Alparslan Mustafa Muhlis, Danış Özkan
Department of Medicinal Biochemistry, Faculty of Medicine, Çukurova University, Adana, Turkey.
Department of Chemistry, Faculty of Arts and Sciences, Marmara University, Istanbul, Turkey.
Arch Pharm (Weinheim). 2015 Sep;348(9):635-42. doi: 10.1002/ardp.201500151. Epub 2015 Jul 22.
Glutathione S-transferases (EC: 2.5.1.18, GSTs) are phase II detoxification enzymes that catalyze the conjugation of various electrophilic compounds to glutathione (GSH), thus usually producing less reactive and more water soluble compounds. However, there is evidence that elevated expression of GSTs, especially GSTP1, is involved in the resistance of tumor cells against chemotherapeutic agents. In this study, we synthesized and investigated the inhibitory effects of differently substituted 3-arylcoumarin derivatives on human placental GST, identified as GSTP1-1, using 1-chloro-2,4-dinitrobenzene as a substrate. A known potent inhibitor of GST, ethacrynic acid was used as a positive control. Among the tested compounds, 6,7-dihydroxy substituted coumarin derivatives exhibited the highest inhibitory activity (IC50 = 13.50-20.83 μM). These results suggest that 6,7-dihydroxy-3-arylcoumarins may represent a new promising scaffold to discover potent GST inhibitors.

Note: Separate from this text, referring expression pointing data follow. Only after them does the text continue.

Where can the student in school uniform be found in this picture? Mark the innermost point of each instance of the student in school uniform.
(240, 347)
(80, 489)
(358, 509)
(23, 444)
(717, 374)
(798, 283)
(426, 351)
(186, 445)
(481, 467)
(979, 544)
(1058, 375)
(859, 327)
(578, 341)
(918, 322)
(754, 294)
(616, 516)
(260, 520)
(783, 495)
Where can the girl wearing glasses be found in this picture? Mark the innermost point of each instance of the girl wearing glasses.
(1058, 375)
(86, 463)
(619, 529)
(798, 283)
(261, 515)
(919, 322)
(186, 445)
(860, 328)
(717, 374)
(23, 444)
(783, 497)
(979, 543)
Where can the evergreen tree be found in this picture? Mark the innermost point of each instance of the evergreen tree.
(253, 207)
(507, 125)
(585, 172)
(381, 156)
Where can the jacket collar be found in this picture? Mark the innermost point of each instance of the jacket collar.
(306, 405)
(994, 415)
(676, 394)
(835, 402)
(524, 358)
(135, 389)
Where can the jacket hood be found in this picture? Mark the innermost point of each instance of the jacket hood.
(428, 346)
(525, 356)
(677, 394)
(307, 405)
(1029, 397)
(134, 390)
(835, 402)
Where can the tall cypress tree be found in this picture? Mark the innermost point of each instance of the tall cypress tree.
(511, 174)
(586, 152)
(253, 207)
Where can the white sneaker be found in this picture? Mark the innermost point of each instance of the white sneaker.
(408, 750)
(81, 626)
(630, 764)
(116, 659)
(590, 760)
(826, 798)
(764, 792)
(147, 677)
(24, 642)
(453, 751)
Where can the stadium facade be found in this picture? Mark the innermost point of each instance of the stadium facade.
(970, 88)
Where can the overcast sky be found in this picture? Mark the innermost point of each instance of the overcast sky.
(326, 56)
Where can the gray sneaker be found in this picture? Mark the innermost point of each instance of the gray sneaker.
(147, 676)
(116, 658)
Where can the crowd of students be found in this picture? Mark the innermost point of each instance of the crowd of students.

谷胱甘肽S-转移酶(EC:2.5.1.18,GSTs)是II期解毒酶,可催化各种亲电化合物与谷胱甘肽(GSH)结合,从而通常产生反应性较低且水溶性更高的化合物。然而,有证据表明GSTs,尤其是GSTP1的表达升高与肿瘤细胞对化疗药物的耐药性有关。在本研究中,我们合成并研究了不同取代的3-芳基香豆素衍生物对人胎盘GST(鉴定为GSTP1-1)的抑制作用,以1-氯-2,4-二硝基苯为底物。已知的强效GST抑制剂依他尼酸用作阳性对照。在测试的化合物中,6,7-二羟基取代的香豆素衍生物表现出最高的抑制活性(IC50 = 13.50 - 20.83 μM)。这些结果表明,6,7-二羟基-3-芳基香豆素可能是发现强效GST抑制剂的一种新的有前景的骨架。